From Laboratory Bench to Potential Lifesaving Therapy
The validation process began by engineering cells to display these four candidate antigens. Subsequently, immune cells, isolated from the blood of healthy donors, were introduced to these antigen-presenting cells. This critical experiment revealed the presence of specific receptors on these natural immune cells that could reliably detect the cancerous antigens. This finding was a significant milestone, confirming that the body’s immune system possessed the inherent capability to recognize these novel cancer signatures, a prerequisite for developing effective immunotherapies.
The probability of identifying these specific immune receptors in donated blood was remarkably low – described by Dr. Okada as akin to "one in five or 10 million." Yet, the team achieved a remarkable breakthrough: for two of the top four antigens, they successfully identified complementary immune receptors in two different healthy donors. This serendipitous discovery provided the essential components for constructing a targeted immunotherapy.

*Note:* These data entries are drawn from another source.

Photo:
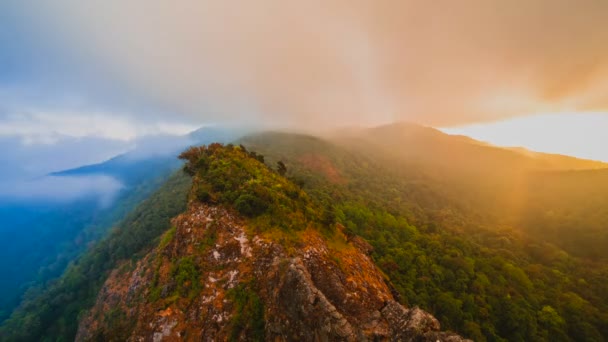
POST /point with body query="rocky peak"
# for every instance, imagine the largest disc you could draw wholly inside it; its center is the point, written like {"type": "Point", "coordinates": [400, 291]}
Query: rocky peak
{"type": "Point", "coordinates": [220, 275]}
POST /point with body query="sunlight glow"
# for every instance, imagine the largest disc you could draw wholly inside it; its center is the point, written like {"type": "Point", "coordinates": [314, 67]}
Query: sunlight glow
{"type": "Point", "coordinates": [583, 135]}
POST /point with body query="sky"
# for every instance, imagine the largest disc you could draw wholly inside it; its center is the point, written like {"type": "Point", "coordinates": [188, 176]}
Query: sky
{"type": "Point", "coordinates": [516, 73]}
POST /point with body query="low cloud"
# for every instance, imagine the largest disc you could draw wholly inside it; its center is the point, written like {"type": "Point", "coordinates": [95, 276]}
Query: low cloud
{"type": "Point", "coordinates": [319, 62]}
{"type": "Point", "coordinates": [61, 189]}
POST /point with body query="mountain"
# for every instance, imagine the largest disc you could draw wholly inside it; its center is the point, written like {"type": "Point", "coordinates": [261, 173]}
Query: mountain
{"type": "Point", "coordinates": [39, 237]}
{"type": "Point", "coordinates": [477, 244]}
{"type": "Point", "coordinates": [252, 259]}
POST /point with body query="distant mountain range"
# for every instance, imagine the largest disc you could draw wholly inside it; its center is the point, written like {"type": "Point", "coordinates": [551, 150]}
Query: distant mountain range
{"type": "Point", "coordinates": [497, 243]}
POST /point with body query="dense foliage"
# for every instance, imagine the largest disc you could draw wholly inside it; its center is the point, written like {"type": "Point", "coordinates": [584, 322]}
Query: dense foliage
{"type": "Point", "coordinates": [480, 276]}
{"type": "Point", "coordinates": [233, 176]}
{"type": "Point", "coordinates": [39, 238]}
{"type": "Point", "coordinates": [51, 313]}
{"type": "Point", "coordinates": [495, 251]}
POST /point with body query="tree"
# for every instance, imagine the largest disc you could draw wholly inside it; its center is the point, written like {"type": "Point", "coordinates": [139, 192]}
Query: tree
{"type": "Point", "coordinates": [281, 168]}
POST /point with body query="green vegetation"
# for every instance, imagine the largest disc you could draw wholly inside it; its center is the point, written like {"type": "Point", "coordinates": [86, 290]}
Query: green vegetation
{"type": "Point", "coordinates": [448, 246]}
{"type": "Point", "coordinates": [497, 246]}
{"type": "Point", "coordinates": [186, 275]}
{"type": "Point", "coordinates": [233, 176]}
{"type": "Point", "coordinates": [249, 313]}
{"type": "Point", "coordinates": [51, 314]}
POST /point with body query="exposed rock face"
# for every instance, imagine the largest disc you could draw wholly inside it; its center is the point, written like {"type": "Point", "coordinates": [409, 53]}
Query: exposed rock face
{"type": "Point", "coordinates": [215, 280]}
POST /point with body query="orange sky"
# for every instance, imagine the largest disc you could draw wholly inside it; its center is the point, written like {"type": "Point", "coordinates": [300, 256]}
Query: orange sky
{"type": "Point", "coordinates": [317, 62]}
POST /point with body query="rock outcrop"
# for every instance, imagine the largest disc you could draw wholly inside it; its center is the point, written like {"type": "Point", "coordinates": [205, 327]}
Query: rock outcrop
{"type": "Point", "coordinates": [214, 279]}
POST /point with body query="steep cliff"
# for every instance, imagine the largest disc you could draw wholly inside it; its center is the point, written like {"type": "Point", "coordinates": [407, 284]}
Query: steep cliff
{"type": "Point", "coordinates": [253, 259]}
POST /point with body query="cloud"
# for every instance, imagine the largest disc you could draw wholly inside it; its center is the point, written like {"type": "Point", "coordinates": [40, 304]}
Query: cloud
{"type": "Point", "coordinates": [39, 126]}
{"type": "Point", "coordinates": [317, 62]}
{"type": "Point", "coordinates": [579, 134]}
{"type": "Point", "coordinates": [61, 189]}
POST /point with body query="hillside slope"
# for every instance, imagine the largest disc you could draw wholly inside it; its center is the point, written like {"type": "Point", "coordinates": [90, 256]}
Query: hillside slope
{"type": "Point", "coordinates": [231, 269]}
{"type": "Point", "coordinates": [452, 239]}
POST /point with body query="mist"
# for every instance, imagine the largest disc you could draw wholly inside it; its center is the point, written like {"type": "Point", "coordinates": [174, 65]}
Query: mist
{"type": "Point", "coordinates": [60, 189]}
{"type": "Point", "coordinates": [314, 63]}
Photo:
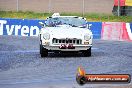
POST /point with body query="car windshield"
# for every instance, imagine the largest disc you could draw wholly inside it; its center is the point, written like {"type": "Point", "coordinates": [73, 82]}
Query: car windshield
{"type": "Point", "coordinates": [73, 21]}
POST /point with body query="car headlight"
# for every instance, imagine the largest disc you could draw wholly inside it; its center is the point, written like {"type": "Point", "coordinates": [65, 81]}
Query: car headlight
{"type": "Point", "coordinates": [87, 37]}
{"type": "Point", "coordinates": [46, 36]}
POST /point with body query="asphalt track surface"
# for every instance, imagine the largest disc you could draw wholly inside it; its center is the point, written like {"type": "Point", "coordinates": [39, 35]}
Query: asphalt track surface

Engineering a New Weapon Against Cancer
With the identification of both the cancer antigens and the corresponding immune receptors, the researchers moved to the next stage: creating a functional immunotherapy. They programmed laboratory-derived T-cells to express these identified immune receptors. These specially engineered T-cells were then deployed against glioma cells in controlled laboratory environments. The results were striking: the engineered T-cells proved devastatingly effective, rapidly identifying and eliminating the glioma cells.
Broader Implications and Future Directions
The implications of this research extend far beyond brain cancer. The discovery that alternative RNA splicing generates a shared set of novel antigens across multiple cancer types suggests a potential for developing immunotherapies that could be effective against a wide range of malignancies. The UCSF team is now actively progressing this research by testing their approach in animal models of cancer, with the ultimate goal of rapidly translating these promising findings to clinical trials in human patients, should the preclinical studies prove successful.

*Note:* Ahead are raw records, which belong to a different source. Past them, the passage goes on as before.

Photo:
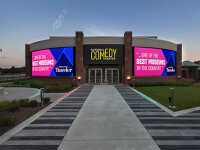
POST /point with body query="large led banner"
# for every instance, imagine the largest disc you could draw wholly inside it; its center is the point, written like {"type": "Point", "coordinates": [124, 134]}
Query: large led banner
{"type": "Point", "coordinates": [103, 54]}
{"type": "Point", "coordinates": [53, 62]}
{"type": "Point", "coordinates": [154, 62]}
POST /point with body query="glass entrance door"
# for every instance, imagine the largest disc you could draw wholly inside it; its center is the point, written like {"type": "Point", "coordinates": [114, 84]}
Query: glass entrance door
{"type": "Point", "coordinates": [112, 75]}
{"type": "Point", "coordinates": [95, 75]}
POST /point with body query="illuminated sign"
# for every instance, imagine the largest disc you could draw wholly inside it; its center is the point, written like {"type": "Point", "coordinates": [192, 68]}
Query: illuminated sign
{"type": "Point", "coordinates": [53, 62]}
{"type": "Point", "coordinates": [103, 54]}
{"type": "Point", "coordinates": [154, 62]}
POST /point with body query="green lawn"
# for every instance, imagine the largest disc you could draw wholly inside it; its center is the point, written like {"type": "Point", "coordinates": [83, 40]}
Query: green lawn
{"type": "Point", "coordinates": [184, 97]}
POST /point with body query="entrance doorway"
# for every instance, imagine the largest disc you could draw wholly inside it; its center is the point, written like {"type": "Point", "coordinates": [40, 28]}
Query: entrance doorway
{"type": "Point", "coordinates": [95, 75]}
{"type": "Point", "coordinates": [112, 75]}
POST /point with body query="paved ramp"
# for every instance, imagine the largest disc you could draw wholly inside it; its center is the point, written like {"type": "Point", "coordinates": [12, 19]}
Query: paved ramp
{"type": "Point", "coordinates": [106, 122]}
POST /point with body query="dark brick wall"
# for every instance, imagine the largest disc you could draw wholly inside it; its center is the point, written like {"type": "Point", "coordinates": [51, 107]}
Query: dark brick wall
{"type": "Point", "coordinates": [54, 79]}
{"type": "Point", "coordinates": [156, 79]}
{"type": "Point", "coordinates": [127, 67]}
{"type": "Point", "coordinates": [80, 68]}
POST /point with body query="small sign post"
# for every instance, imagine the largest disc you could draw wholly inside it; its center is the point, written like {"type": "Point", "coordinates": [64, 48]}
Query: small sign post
{"type": "Point", "coordinates": [171, 98]}
{"type": "Point", "coordinates": [42, 96]}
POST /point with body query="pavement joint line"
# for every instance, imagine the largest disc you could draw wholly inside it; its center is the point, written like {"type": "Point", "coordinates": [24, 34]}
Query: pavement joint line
{"type": "Point", "coordinates": [155, 102]}
{"type": "Point", "coordinates": [174, 114]}
{"type": "Point", "coordinates": [19, 127]}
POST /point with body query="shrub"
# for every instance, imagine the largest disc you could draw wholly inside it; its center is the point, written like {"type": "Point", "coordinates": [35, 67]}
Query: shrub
{"type": "Point", "coordinates": [33, 103]}
{"type": "Point", "coordinates": [4, 105]}
{"type": "Point", "coordinates": [14, 105]}
{"type": "Point", "coordinates": [8, 121]}
{"type": "Point", "coordinates": [24, 102]}
{"type": "Point", "coordinates": [46, 100]}
{"type": "Point", "coordinates": [178, 83]}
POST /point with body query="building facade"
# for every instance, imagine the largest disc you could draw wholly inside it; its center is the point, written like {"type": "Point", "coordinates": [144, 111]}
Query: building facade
{"type": "Point", "coordinates": [103, 59]}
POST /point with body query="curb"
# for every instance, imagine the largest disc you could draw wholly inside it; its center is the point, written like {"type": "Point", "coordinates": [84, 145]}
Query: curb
{"type": "Point", "coordinates": [20, 126]}
{"type": "Point", "coordinates": [174, 114]}
{"type": "Point", "coordinates": [155, 102]}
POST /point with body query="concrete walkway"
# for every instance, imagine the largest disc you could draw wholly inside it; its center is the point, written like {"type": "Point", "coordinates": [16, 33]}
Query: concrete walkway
{"type": "Point", "coordinates": [170, 133]}
{"type": "Point", "coordinates": [107, 122]}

Beyond the initial four validated antigens, the study identified a substantial list of 28 additional promising candidates that warrant further investigation. Moreover, the vast dataset generated by the researchers holds the potential for uncovering countless other cancer-specific antigens derived from alternative splicing events.
The precise biological reasons why so many different cancers consistently produce the same handful of aberrant proteins remain a subject of ongoing investigation. It is possible that these jumbled proteins are an incidental byproduct of the complex processes that drive cancer development. Regardless of the underlying cause, this discovery represents a significant new front in the ongoing battle against cancer.
"This advancement for cancer patients is the embodiment of collaborative innovation at UCSF, spanning from sophisticated computational modeling and cutting-edge laboratory validation to novel techniques in neurosurgery," emphasized Dr. Okada. "This is precisely the kind of breakthrough needed to tackle the most tenacious cancer cases and bring much-needed relief to our patients."
The research was supported by grants from the National Institutes of Health (NIH), including grants from the National Cancer Institute. The study’s publication in Nature underscores its significance and impact on the global scientific community. This discovery marks a pivotal moment in the pursuit of more effective and broadly applicable cancer immunotherapies, offering a renewed sense of optimism for patients facing the most challenging diagnoses.